Just like video killed the radio star I wonder if google hasn’t killed the IT troubleshooting skills. Once upon a time we followed a common set of principals to determine root cause of a problem and resolve it. Today though so many admins jump straight to google with a list of symptoms rather than establishing root cause. Not that google is bad, in fact it’s a great tool to help but I am not sure it’s the first place to look.
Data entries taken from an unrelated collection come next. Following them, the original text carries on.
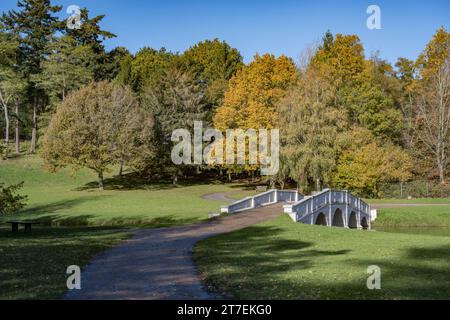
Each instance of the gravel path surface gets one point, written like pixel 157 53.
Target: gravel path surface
pixel 157 263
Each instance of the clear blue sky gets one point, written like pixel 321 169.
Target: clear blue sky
pixel 260 26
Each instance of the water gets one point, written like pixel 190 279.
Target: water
pixel 439 232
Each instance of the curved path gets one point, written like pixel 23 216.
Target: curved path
pixel 157 263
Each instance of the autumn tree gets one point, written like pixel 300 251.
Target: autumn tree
pixel 310 126
pixel 366 163
pixel 370 105
pixel 432 101
pixel 250 101
pixel 252 96
pixel 342 57
pixel 98 126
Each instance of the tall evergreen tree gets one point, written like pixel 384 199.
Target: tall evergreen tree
pixel 175 101
pixel 90 33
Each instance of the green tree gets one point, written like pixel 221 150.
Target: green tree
pixel 369 105
pixel 68 66
pixel 148 67
pixel 432 102
pixel 98 126
pixel 176 100
pixel 367 162
pixel 310 126
pixel 12 84
pixel 91 34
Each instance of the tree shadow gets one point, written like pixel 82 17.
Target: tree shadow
pixel 267 258
pixel 33 265
pixel 59 205
pixel 134 182
pixel 422 273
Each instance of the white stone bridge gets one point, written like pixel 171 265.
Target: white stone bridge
pixel 332 208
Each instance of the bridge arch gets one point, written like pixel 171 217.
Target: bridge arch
pixel 321 220
pixel 364 223
pixel 353 221
pixel 338 219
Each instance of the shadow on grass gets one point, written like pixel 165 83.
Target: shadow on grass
pixel 270 267
pixel 134 182
pixel 256 272
pixel 59 205
pixel 421 273
pixel 33 265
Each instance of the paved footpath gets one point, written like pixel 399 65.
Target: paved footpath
pixel 157 263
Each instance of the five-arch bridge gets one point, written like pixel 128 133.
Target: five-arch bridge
pixel 333 208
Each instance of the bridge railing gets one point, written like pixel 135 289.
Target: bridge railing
pixel 264 199
pixel 312 204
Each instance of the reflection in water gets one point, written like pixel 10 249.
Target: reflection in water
pixel 440 232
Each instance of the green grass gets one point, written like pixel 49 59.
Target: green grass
pixel 33 266
pixel 238 195
pixel 432 216
pixel 59 199
pixel 285 260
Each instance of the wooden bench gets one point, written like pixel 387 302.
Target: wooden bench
pixel 26 224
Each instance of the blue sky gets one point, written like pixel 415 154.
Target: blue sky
pixel 279 27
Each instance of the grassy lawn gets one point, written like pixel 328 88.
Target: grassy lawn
pixel 60 199
pixel 435 216
pixel 284 260
pixel 33 266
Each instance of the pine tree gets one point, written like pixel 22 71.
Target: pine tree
pixel 33 25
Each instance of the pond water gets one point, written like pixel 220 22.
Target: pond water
pixel 439 232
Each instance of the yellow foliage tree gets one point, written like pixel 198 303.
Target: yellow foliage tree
pixel 253 93
pixel 251 99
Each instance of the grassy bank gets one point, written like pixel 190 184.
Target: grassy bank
pixel 284 260
pixel 33 266
pixel 432 216
pixel 60 199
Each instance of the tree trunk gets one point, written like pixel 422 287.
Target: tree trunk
pixel 5 109
pixel 441 173
pixel 175 179
pixel 34 130
pixel 17 130
pixel 121 169
pixel 100 181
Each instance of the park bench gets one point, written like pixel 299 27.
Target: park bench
pixel 26 224
pixel 261 188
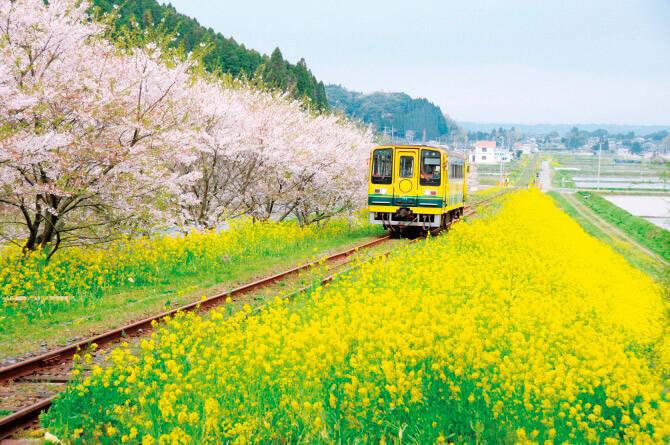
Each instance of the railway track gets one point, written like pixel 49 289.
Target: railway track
pixel 55 366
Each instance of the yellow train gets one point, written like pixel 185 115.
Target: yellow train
pixel 415 186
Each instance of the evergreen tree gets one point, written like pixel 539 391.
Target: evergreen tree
pixel 225 55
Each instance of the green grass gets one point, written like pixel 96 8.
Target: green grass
pixel 24 331
pixel 633 255
pixel 647 234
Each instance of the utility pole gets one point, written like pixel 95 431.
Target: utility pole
pixel 600 146
pixel 501 160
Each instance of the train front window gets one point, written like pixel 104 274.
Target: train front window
pixel 430 168
pixel 382 163
pixel 406 166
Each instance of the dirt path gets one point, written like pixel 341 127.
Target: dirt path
pixel 608 228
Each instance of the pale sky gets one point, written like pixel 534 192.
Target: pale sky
pixel 577 61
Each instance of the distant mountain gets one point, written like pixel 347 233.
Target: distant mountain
pixel 640 130
pixel 227 55
pixel 395 112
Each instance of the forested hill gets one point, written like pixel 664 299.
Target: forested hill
pixel 226 55
pixel 393 111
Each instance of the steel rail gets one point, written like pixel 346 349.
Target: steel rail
pixel 15 421
pixel 20 419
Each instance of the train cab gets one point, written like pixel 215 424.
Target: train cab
pixel 415 186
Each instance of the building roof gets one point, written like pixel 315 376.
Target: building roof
pixel 487 144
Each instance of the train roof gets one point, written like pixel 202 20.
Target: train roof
pixel 450 153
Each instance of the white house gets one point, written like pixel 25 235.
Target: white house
pixel 486 152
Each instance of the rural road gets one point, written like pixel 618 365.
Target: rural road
pixel 545 177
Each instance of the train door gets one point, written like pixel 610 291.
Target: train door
pixel 406 186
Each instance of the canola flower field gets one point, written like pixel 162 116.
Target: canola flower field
pixel 86 273
pixel 513 328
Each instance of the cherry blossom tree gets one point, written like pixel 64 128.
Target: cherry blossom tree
pixel 88 130
pixel 98 138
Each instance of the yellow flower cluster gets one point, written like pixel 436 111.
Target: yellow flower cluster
pixel 517 327
pixel 85 272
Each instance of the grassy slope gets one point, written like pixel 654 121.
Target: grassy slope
pixel 649 235
pixel 634 256
pixel 81 320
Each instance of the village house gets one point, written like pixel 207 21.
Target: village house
pixel 486 152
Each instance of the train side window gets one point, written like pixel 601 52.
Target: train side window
pixel 430 168
pixel 382 165
pixel 406 166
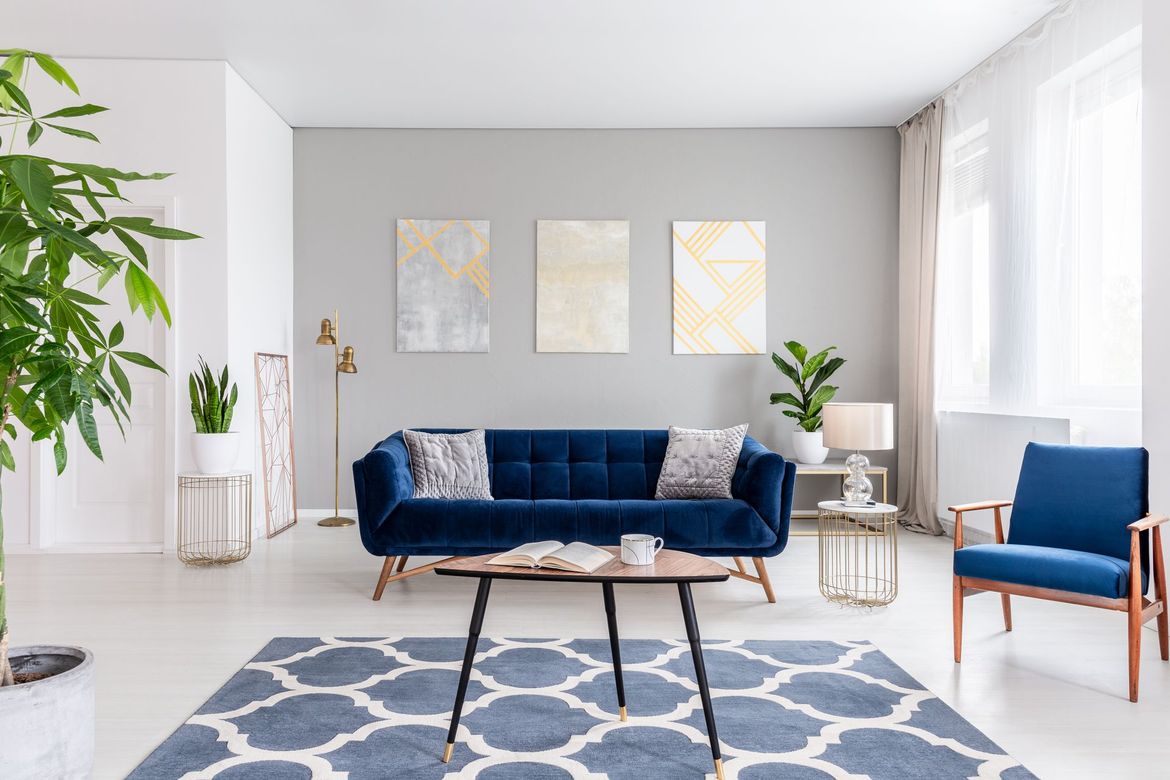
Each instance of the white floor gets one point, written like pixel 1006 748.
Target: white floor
pixel 1052 692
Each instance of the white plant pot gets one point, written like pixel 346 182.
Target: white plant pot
pixel 47 725
pixel 809 447
pixel 215 453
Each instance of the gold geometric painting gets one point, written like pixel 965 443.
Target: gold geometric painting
pixel 274 401
pixel 720 288
pixel 444 285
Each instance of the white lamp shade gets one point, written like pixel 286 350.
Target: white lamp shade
pixel 858 426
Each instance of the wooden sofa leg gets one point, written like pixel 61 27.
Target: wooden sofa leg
pixel 762 572
pixel 387 567
pixel 957 618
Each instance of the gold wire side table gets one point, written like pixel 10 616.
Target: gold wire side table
pixel 858 553
pixel 214 518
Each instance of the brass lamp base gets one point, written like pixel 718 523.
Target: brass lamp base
pixel 336 522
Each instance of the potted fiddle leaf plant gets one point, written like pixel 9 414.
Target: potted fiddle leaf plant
pixel 59 363
pixel 214 444
pixel 807 373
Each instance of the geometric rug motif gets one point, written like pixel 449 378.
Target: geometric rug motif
pixel 358 709
pixel 720 288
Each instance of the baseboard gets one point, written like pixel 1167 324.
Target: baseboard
pixel 322 513
pixel 970 536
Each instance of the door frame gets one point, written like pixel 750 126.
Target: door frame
pixel 42 497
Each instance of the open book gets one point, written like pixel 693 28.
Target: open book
pixel 573 557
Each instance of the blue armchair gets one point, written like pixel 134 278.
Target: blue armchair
pixel 1078 535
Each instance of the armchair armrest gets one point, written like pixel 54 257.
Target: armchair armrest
pixel 978 505
pixel 1147 523
pixel 958 509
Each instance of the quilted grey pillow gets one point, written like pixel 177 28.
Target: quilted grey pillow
pixel 448 466
pixel 700 463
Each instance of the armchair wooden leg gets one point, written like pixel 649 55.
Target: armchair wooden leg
pixel 957 607
pixel 1160 593
pixel 1135 616
pixel 762 572
pixel 387 567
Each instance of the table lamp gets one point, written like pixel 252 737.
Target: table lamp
pixel 858 427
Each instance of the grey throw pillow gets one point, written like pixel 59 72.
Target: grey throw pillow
pixel 448 466
pixel 700 463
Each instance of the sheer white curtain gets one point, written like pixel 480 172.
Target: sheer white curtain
pixel 1039 246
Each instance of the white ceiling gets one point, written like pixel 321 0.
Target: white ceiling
pixel 555 63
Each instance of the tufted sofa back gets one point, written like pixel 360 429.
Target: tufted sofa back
pixel 573 464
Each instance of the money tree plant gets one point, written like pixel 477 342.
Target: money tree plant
pixel 59 361
pixel 809 375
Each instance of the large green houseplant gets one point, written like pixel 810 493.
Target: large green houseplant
pixel 57 360
pixel 809 375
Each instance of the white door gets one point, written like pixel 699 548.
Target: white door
pixel 117 502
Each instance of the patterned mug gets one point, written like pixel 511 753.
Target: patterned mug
pixel 639 549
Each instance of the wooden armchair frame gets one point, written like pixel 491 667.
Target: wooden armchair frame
pixel 1138 608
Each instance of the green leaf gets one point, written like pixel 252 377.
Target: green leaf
pixel 75 111
pixel 121 380
pixel 74 131
pixel 34 179
pixel 814 363
pixel 798 351
pixel 139 359
pixel 785 398
pixel 54 70
pixel 786 368
pixel 825 372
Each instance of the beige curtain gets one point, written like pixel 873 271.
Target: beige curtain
pixel 917 474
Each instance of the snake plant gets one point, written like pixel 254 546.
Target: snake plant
pixel 211 402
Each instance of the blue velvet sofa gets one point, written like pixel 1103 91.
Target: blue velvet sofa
pixel 589 485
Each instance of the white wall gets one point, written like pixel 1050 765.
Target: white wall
pixel 259 282
pixel 231 156
pixel 1156 247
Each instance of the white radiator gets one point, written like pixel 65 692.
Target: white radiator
pixel 979 458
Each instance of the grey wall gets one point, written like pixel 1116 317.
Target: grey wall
pixel 830 198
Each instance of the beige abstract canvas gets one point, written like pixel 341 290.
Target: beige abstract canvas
pixel 583 285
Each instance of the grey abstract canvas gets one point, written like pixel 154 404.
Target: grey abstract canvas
pixel 444 285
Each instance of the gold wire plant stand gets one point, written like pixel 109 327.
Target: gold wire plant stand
pixel 214 518
pixel 858 553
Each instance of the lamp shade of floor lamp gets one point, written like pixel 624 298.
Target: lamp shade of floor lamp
pixel 343 364
pixel 858 427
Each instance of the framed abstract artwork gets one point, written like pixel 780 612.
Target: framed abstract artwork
pixel 720 288
pixel 583 285
pixel 444 285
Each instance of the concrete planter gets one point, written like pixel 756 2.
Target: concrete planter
pixel 47 725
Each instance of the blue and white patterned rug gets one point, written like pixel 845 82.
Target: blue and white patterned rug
pixel 363 709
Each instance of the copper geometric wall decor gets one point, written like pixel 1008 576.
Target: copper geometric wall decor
pixel 274 400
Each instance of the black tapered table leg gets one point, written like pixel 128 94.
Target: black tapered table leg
pixel 611 616
pixel 473 639
pixel 696 655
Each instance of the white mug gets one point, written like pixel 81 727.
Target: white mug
pixel 639 549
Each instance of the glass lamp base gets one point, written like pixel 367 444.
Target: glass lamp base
pixel 858 489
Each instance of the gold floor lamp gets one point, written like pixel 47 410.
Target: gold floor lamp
pixel 343 364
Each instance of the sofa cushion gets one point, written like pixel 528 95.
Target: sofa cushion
pixel 448 466
pixel 1047 567
pixel 700 463
pixel 434 526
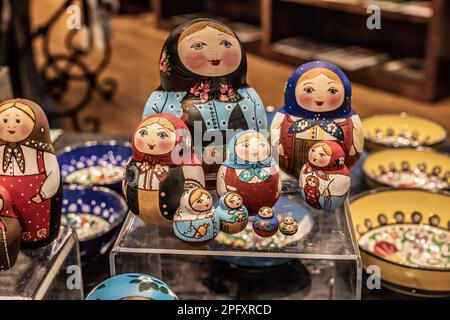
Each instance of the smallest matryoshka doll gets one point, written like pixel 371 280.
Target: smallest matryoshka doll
pixel 161 168
pixel 324 179
pixel 196 221
pixel 232 213
pixel 251 171
pixel 265 223
pixel 10 233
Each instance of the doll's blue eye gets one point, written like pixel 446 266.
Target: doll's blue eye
pixel 308 90
pixel 226 44
pixel 333 90
pixel 198 45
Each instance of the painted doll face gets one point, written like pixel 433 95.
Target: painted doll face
pixel 209 52
pixel 252 148
pixel 233 201
pixel 318 157
pixel 15 125
pixel 203 203
pixel 320 93
pixel 266 212
pixel 154 139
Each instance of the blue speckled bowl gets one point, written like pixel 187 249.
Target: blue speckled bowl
pixel 81 156
pixel 132 286
pixel 101 202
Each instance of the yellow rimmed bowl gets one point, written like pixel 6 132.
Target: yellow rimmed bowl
pixel 401 130
pixel 421 168
pixel 405 232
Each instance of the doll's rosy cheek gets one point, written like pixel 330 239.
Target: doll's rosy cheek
pixel 334 100
pixel 196 60
pixel 305 99
pixel 139 143
pixel 231 58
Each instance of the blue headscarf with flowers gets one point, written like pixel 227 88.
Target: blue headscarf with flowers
pixel 251 169
pixel 292 107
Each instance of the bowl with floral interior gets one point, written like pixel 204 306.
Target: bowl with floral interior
pixel 95 163
pixel 400 131
pixel 405 232
pixel 96 215
pixel 408 168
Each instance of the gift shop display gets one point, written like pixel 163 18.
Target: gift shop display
pixel 317 106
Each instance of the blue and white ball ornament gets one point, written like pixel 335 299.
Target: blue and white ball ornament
pixel 132 286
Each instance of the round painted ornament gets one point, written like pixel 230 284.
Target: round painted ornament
pixel 161 168
pixel 29 171
pixel 265 223
pixel 325 180
pixel 251 171
pixel 10 232
pixel 317 106
pixel 203 70
pixel 232 213
pixel 196 221
pixel 288 226
pixel 132 286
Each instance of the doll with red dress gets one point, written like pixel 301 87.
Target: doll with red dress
pixel 324 179
pixel 250 171
pixel 317 106
pixel 29 171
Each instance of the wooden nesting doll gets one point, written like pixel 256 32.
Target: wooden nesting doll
pixel 265 223
pixel 195 221
pixel 317 106
pixel 324 179
pixel 161 168
pixel 30 171
pixel 203 69
pixel 10 232
pixel 250 170
pixel 232 213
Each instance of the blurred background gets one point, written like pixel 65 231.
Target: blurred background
pixel 98 77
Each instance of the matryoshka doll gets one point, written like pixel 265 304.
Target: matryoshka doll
pixel 317 106
pixel 10 232
pixel 324 179
pixel 30 171
pixel 250 170
pixel 232 213
pixel 203 69
pixel 161 168
pixel 195 221
pixel 265 223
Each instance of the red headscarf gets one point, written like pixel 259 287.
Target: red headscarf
pixel 181 153
pixel 336 164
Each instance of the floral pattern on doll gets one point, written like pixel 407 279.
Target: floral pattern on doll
pixel 195 221
pixel 325 180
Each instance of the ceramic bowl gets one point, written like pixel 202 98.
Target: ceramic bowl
pixel 401 130
pixel 405 232
pixel 96 214
pixel 95 163
pixel 132 286
pixel 409 168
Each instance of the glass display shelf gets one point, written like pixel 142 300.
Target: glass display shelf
pixel 324 263
pixel 43 273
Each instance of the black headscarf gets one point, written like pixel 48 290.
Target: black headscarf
pixel 179 78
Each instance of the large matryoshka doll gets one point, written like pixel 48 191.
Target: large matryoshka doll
pixel 251 171
pixel 203 70
pixel 29 171
pixel 161 168
pixel 325 180
pixel 317 106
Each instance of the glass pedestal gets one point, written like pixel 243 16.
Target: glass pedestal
pixel 52 272
pixel 324 263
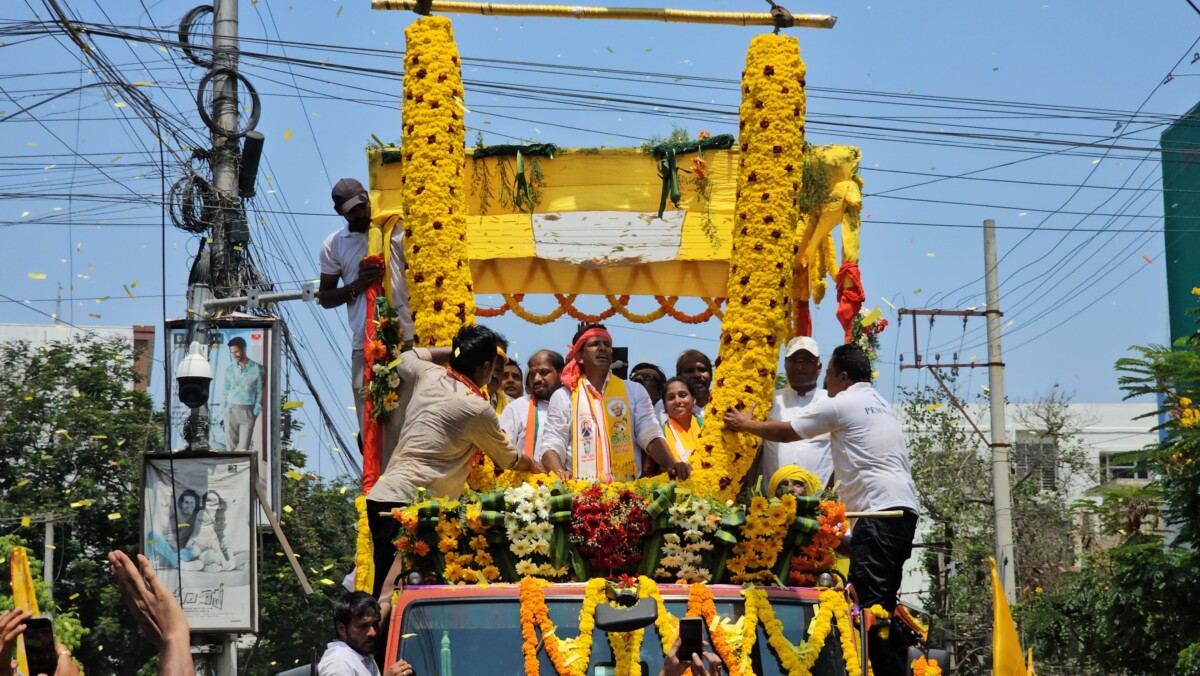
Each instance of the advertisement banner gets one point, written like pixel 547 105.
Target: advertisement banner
pixel 198 532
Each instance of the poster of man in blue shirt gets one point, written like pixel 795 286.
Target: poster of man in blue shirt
pixel 243 395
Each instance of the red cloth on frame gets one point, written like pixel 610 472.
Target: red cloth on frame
pixel 850 295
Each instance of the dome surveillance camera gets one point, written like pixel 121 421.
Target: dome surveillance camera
pixel 195 376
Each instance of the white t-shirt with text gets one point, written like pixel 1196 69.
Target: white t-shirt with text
pixel 869 453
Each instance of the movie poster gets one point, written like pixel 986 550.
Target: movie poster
pixel 198 533
pixel 241 414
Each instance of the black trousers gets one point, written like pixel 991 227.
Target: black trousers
pixel 383 538
pixel 877 551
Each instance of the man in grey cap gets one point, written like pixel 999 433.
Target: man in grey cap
pixel 802 363
pixel 346 276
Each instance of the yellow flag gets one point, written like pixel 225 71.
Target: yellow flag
pixel 23 597
pixel 1006 648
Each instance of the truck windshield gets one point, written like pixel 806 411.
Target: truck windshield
pixel 483 636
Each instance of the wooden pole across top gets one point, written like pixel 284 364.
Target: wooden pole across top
pixel 618 13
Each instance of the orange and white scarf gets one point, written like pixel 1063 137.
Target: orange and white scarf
pixel 682 442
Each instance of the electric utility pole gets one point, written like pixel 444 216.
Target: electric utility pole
pixel 1002 491
pixel 226 153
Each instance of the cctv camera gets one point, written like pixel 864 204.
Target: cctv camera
pixel 195 375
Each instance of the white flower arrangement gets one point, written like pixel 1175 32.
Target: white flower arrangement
pixel 529 531
pixel 683 555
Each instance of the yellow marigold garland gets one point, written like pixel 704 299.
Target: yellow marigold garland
pixel 925 666
pixel 570 657
pixel 762 538
pixel 837 602
pixel 760 283
pixel 432 141
pixel 364 550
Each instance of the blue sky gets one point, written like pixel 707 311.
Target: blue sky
pixel 1020 96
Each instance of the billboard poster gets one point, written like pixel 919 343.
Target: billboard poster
pixel 243 407
pixel 198 532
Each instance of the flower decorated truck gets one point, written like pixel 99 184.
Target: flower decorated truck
pixel 527 573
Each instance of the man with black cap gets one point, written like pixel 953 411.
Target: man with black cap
pixel 342 261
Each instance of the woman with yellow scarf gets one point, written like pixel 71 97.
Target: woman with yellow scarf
pixel 682 428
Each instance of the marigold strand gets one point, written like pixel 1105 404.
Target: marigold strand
pixel 432 141
pixel 761 261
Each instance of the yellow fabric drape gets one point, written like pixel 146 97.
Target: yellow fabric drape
pixel 503 245
pixel 1007 658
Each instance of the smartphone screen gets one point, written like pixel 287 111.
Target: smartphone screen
pixel 691 638
pixel 40 645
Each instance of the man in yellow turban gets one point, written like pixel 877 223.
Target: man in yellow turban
pixel 798 480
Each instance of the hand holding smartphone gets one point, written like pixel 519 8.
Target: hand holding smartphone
pixel 691 638
pixel 40 645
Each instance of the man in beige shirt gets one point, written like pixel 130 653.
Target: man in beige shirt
pixel 447 419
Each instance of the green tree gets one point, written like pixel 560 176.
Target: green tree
pixel 952 470
pixel 1129 610
pixel 73 428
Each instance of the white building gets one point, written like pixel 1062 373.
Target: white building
pixel 141 336
pixel 1105 431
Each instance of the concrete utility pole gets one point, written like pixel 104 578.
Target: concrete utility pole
pixel 1002 491
pixel 226 151
pixel 226 157
pixel 48 561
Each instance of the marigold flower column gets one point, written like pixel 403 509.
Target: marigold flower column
pixel 439 283
pixel 760 285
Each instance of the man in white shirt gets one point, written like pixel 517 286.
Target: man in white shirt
pixel 599 425
pixel 871 460
pixel 802 363
pixel 525 419
pixel 342 259
pixel 357 622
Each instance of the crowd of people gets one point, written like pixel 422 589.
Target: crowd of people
pixel 574 417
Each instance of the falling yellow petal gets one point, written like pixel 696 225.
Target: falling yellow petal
pixel 871 317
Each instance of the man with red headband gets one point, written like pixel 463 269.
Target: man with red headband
pixel 599 425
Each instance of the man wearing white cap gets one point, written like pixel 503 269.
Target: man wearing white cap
pixel 802 363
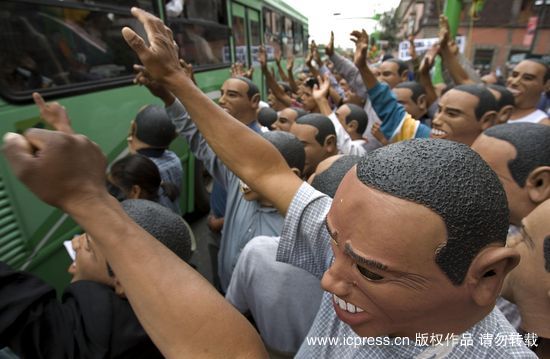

For you younger pups ( I still refuse to be considered old) there are some simple steps to help you get to the root of a problem.
- Determine Symptoms
- Dig into the logs
- Identify suspects
- Eliminating suspects
- Determining root cause
- Retest after resolution
Let’s walk through these steps to help you better understand and see where tools like google make sense.
Determine Symptoms
One of the first things you see when an issue arises are the outlying symptoms. You have all seen enough medical dramas to get where I am going. But it’s important to keep track of issues because when you hit the next step it’s easy to go down a rabbit hole fast. So jot down the issues you are seeing and when it seems to have started happening. Web service unreachable? Ok is it an individual site, or page, is it localized or wide-spread, affecting multiple browsers? All good things to take in.
Dig Into the Logs
When you start to dig into the logs you are looking for the timestamps that correspond with the service outage, along with any instances of the service. While you are digging in, notice events and errors that occur on the system that could impact your issue. Start making a suspects list, where you are going to start looking.
Identify Suspects
Now that we know what the issue we are looking for is, and have some breadcrumbs to guide us to a few possible causes we need to go all detective on it. Based off of logs and symptoms we can develop a list of hardware, software, network components, firewall rules, patches, or services, that are causing our issue. If logs aren’t giving you anything, diagnostic tools can be used like sysmon, filemon, netmon, grep, or even baseline analytic tools like tripwire, vRealize Operations, or SolarWinds can bare the answers.
Eliminate Suspects
Like any good detective now your objective is to take your list and begin to interrogate them to narrow the search down to a few prime suspects. Here is where google becomes really handy, some error codes will stick out as will events that occur around the same time as the issue arising. You also know your symptoms and suspects, so your google query can help you streamline your search. Same web service down, and only localized, happening after patch night, only affecting Windows 8.1 desktops, with IE? Boom there is your web search.
Determine Root Cause
Now that we have some more info to go on hopefully we have our suspects down to one or two. Here is where we need to pause, because if the problem is software based we want to make an identical copy in our test environment to test with. If it’s hardware it makes things a little easier. Let’s split this topic.
Software
You need to have a way to copy off your system as I mentioned before, because we are going to want to roll back like a Walmart sales associate. When you have your list of suspects and they are all software, whether it’s a driver, patch or just bad code you are going to need to do some uninstalls, or reloads and you will want to be able to roll back to the known bad state if one of the fixes doesn’t work. DO NOT CHANGE TO MUCH AT ONCE, I have worked with too many folks who go through their google search and just start implementing every change they see and never actually knowing which change fixed their problem. Go slow, be methodical if a change doesn’t fix the problem note the new norm and roll back and move to the next potential fix.
Hardware
Hardware comes down to 1 simple rule, use a known good. If there is a hardware failure replace the suspect busted hw with a know to be good replacement part and retests.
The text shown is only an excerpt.